Many artists paint from photographs ... it is a great way to learn and increase one's skill level.

Budding artists in European art schools are told to visit museums and attempt to copy the works of the masters
to better understand just how the painting is constructed. 

Found the original photo in Google Images ... and now I see what is bothering me about the wheelhouse.

The window facing the light is off-kilter ... it ought to follow its natural perspective lines.

It is a small detail ... but the eye catches it ... and the brain says 'something is off.'

One trick we artists try is the NOTAN - black-white image to see what is happening.

My comments are meant to encourage you to 'see' the lines ... when you are working with shapes.

See the NOTAN IMAGE with perspective lines in green and red -


----------



## katew

Thanks. I can see what you mean - I've done the 'side' window too parallel with the roof. I'll try the Notan method next time.


----------



## avni

The water is great!:wink:


----------



## TatyanaShurtz

Love the colors!


----------



## katew

Thank you Tatyana! It was the burst of red against the duller colours that attracted me to the original image.


----------



## katew

Thank you Tatyana! It was the burst of red against the dull colours that attracted me to the original image.


----------



## Tead

I really like your painting, as I love the ocean, and boats as well. I am sorry that I do not have any current advice for you.
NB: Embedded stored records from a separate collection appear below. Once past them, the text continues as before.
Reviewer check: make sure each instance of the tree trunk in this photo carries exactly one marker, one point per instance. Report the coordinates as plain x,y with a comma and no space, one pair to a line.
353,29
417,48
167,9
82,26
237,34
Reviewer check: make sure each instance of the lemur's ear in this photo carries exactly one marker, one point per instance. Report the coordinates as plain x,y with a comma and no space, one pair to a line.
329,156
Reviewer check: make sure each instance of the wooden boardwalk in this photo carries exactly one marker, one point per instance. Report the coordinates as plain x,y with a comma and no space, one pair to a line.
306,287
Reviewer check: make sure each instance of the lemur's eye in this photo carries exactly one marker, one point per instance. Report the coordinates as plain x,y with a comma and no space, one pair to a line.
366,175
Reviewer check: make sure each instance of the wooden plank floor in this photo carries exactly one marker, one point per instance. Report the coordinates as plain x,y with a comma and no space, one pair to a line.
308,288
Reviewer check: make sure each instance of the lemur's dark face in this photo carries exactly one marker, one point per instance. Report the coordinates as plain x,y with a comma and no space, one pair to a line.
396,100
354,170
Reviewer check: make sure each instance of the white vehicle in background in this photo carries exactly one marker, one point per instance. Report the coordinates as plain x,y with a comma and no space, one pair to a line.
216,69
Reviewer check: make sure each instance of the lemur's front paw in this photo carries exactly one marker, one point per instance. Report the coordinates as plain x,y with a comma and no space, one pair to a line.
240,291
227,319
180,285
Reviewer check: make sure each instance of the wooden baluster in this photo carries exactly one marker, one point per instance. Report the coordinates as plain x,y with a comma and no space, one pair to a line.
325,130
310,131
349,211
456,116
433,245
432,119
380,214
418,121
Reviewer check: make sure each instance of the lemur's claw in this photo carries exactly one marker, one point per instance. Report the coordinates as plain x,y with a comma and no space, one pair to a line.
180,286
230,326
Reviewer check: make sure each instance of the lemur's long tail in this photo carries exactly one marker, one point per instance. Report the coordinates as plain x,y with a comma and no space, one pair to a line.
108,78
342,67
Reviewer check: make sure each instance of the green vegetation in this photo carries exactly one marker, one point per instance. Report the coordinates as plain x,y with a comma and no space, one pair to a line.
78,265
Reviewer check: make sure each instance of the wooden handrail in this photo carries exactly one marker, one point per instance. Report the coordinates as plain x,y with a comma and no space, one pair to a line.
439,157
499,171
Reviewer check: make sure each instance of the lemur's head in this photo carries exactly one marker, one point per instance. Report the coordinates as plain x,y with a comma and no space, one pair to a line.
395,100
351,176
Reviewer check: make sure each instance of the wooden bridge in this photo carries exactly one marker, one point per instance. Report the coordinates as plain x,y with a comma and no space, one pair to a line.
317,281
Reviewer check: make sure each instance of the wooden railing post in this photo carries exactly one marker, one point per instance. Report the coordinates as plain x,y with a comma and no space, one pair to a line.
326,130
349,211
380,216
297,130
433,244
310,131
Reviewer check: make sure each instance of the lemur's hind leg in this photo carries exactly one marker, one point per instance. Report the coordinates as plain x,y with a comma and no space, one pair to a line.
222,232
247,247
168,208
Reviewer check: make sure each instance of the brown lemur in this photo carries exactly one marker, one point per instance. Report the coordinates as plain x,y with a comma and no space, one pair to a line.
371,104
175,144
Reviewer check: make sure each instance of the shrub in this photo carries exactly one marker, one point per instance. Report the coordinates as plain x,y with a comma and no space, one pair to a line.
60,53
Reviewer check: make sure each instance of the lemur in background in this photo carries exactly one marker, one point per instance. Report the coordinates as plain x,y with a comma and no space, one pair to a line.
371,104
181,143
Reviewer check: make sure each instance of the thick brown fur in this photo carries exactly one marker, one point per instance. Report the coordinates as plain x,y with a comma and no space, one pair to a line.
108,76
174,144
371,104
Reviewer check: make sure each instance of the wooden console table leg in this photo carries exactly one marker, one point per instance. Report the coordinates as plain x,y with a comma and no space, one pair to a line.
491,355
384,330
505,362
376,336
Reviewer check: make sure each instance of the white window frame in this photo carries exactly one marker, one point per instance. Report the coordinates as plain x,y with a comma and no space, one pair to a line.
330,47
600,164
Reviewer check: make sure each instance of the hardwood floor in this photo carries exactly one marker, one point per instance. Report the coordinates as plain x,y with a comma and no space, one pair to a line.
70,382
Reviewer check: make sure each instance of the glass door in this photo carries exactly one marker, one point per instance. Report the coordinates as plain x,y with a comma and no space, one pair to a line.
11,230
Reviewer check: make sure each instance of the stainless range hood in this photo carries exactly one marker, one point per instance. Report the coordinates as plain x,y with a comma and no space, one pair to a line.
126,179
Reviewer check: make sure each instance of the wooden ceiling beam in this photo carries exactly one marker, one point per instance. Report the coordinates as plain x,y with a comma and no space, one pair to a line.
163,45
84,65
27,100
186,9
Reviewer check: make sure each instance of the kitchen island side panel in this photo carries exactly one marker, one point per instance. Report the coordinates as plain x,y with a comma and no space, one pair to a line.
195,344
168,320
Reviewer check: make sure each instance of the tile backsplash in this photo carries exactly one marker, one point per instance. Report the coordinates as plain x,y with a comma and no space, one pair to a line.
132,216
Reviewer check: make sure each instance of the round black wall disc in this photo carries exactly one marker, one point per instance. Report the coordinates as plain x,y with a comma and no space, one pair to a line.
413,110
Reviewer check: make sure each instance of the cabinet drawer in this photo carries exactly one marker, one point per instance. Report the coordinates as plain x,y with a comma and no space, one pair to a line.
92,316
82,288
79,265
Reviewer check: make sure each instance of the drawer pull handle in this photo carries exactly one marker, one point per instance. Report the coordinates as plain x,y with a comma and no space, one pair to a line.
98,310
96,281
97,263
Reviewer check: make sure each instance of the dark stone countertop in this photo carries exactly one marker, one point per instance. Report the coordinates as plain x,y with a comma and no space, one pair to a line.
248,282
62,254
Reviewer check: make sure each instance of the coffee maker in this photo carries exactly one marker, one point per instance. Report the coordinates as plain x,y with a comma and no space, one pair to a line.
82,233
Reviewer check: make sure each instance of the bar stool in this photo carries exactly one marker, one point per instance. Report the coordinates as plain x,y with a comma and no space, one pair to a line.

I am just starting out, and my skills are as a photographer and a sketch artist rather than someone who does finished works, such as yourself. I hope to change that though, as I am someone who would love to get better at more detail work. I really do like your painting. Good work. 


Tead.


----------



## katew

Thank you very much, Tead.


----------



## Susan Mulno

Very nice painting!


----------



## katew

Thank you Susan!


----------



## chneyswhite

I real like the light, this painting can evoke my memory of seaside. Amazing!


----------



## katew

Thank you.


----------



## incrediblesculptures

After seen this painting I have become a fan of your painting. It is very beautiful.


----------



## katew

Thank you, you're very kind.


----------



## Glenda

Your painting looks incredible, great job with the look of the water!


----------



## katew

Thank you Glenda.


----------



## Glenda

Anytime


----------



## incrediblesculptures

*Beautiful Painting*



katew said:


> Thank you, you're very kind.


I am not kind I am just saying true.


----------